At the 2018 Symposia on VLSI Technology and Circuits, Imec demonstrated the possibility to fabricate spin-orbit torque MRAM (SOT-MRAM) devices on 300mm wafers using CMOS compatible processes. 

With an unlimited endurance (>5x1010), fast switching speed (210ps), and power consumption as low as 300pJ, the SOT-MRAM devices manufactured in a 300mm line achieve the same or better performance as lab devices. This next-gen MRAM technology targets replacement of L1/L2 SRAM cache memories in high-performance computing applications.

SOT-MRAM has recently emerged as a non-volatile memory technology that promises a high endurance and low-power, sub-ns switching speed. With these properties, it can potentially overcome the limitations of spin-transfer torque MRAM (STT-MRAM) for L1/L2 SRAM cache memory replacement. SOT-MRAM devices had only been demonstrated in the lab, but Imec has now proven full-scale integration of SOT-MRAM device modules on 300mm wafers using CMOS-compatible processes.

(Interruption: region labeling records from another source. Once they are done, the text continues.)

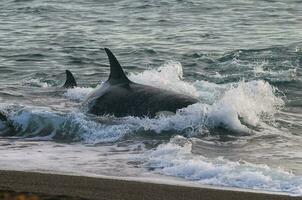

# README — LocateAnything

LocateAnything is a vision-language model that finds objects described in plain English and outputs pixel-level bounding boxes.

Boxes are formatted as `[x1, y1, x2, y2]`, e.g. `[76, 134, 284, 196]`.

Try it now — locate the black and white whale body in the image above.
[62, 70, 77, 88]
[84, 48, 198, 117]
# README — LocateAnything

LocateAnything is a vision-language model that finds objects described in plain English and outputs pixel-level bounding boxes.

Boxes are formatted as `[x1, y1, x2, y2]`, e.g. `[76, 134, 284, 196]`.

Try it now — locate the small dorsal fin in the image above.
[105, 48, 130, 84]
[63, 70, 77, 88]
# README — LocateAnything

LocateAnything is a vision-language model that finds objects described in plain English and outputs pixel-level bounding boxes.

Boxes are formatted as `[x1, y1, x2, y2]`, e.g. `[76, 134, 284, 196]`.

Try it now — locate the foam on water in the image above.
[129, 61, 198, 97]
[138, 136, 302, 195]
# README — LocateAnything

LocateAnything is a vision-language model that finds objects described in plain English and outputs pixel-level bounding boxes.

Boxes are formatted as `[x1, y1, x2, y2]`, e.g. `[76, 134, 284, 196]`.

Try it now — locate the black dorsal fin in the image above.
[105, 48, 130, 84]
[63, 70, 77, 88]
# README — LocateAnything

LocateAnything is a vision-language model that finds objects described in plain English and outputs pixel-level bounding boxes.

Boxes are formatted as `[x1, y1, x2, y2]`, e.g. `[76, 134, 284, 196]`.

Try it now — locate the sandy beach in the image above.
[0, 171, 302, 200]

At the core of the SOT-MRAM device is a magnetic tunnel junction in which a thin dielectric layer is sandwiched between a magnetic fixed layer and a magnetic free layer. Similar as for STT-MRAM operation, writing of the memory is performed by switching the magnetisation of this free magnetic layer, by means of a current. In an SOT-MRAM device, switching of the free magnetic layer is done by injecting an in-plane current in an adjacent SOT layer, typically made of a heavy metal. Because of the current injection geometry, the read and write path are de-coupled, significantly improving the device endurance and read stability.

Imec has compared SOT and STT switching behaviour on one and the same device, fabricated on 300mm wafers, reliable switching down to 210ps was demonstrated during SOT-MRAM operation. The SOT-MRAM devices show endurance (>5x1010) and operation power as low as 300pJ. In these devices, the magnetic tunnel junction consists of a SOT/CoFeB/MgO/CoFeB/SAF perpendicularly magnetised stack, using beta-phase tungsten (W) for the SOT layer.

Gouri Sankar Kar, Distinguished Member of Technical Staff at Imec, stated: “STT-MRAM technology has a high potential to replace L3 cache memory in high-performance computing applications. However, due to the challenging reliability and increased energy at sub-ns switching speeds, they are unsuitable to replace the faster L1/L2 SRAM cache memories. SOT-MRAM technology will help us to expand MRAM operation into the SRAM application domain. By moving this next-generation MRAM technology out of the lab, we have now demonstrated the maturity of the technology.”

Future work will aim to focus on further reducing the energy consumption, by bringing down current density and by demonstrating field-free switching operation.